Entretanto, se a imagem se revela na fotografia de Thomas, não é porque a máquina fotográfica seja capaz de uma pretensa objetividade. A imagem do assassino apontando a arma para a vítima se apresenta pouco visível, e o que seria o contorno do cadáver do homem assassinado na fotografia é definido pela colega de Thomas como semelhante a uma pintura já conhecida. Nem a fotografia reproduz fielmente o real, nem Blow up, pois o filme não responde às perguntas sobre os motivos do assassinato no parque ou do desaparecimento das fotografias de Thomas.
O fotógrafo, que havia visitado o parque à noite em busca da prova da veracidade da sua fotografia e encontrado o cadáver entre os arbustos, no dia seguinte volta ao local e não vê corpo algum. Thomas caminha desapontado pelo parque, e um grupo de mímicos, que antes havia aparecido nos primeiros planos do filme, ressurge como uma metáfora sobre a imagem e a espectatorialidade. Thomas observa atentamente o grupo de mímicos jogar tênis com uma bola invisível. Em certo momento, os mímicos simulam que a bola de tênis imaginária havia saído da quadra, e pedem para Thomas pegá-la. De forma magnífica, Antonioni decupa a cena de modo a inserir um travelling que segue a queda de uma bola invisível, brincando com o próprio espectador do filme.

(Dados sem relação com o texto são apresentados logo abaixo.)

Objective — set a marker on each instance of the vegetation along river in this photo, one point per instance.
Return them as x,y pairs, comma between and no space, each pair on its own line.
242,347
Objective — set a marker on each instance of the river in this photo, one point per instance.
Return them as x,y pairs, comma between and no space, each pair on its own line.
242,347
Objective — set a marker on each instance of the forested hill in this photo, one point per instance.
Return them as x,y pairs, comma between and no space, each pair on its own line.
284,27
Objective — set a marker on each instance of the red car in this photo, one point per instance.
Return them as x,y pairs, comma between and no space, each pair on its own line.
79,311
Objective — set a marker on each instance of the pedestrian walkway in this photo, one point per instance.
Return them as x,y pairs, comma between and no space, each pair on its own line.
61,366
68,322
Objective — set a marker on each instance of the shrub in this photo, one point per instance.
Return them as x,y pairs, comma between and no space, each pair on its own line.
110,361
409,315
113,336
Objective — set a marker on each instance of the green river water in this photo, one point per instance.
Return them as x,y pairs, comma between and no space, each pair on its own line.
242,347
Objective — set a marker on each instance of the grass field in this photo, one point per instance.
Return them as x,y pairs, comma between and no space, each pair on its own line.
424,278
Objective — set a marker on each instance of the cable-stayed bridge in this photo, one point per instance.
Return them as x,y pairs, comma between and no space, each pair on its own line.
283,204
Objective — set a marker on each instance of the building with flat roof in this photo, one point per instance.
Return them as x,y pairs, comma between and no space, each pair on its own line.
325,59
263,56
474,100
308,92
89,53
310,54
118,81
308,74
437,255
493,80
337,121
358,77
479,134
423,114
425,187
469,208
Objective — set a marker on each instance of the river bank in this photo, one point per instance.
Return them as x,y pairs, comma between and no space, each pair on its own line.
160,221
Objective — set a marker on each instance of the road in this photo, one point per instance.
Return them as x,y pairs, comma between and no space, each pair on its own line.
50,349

Depois, vemos Thomas estático, mexendo os olhos como se ainda seguisse o movimento da bola invisível no jogo imaginário, e um efeito sonoro insere o barulho da bola invisível.
Os índices dispostos ao longo da narrativa, e que no final convencionalmente deveriam nos levar à solução, apresentam problemas que permanecem insolúveis. Esta obra aberta, entregue à nós como um jogo de armar, está para nós assim como a bola invisível está para Thomas.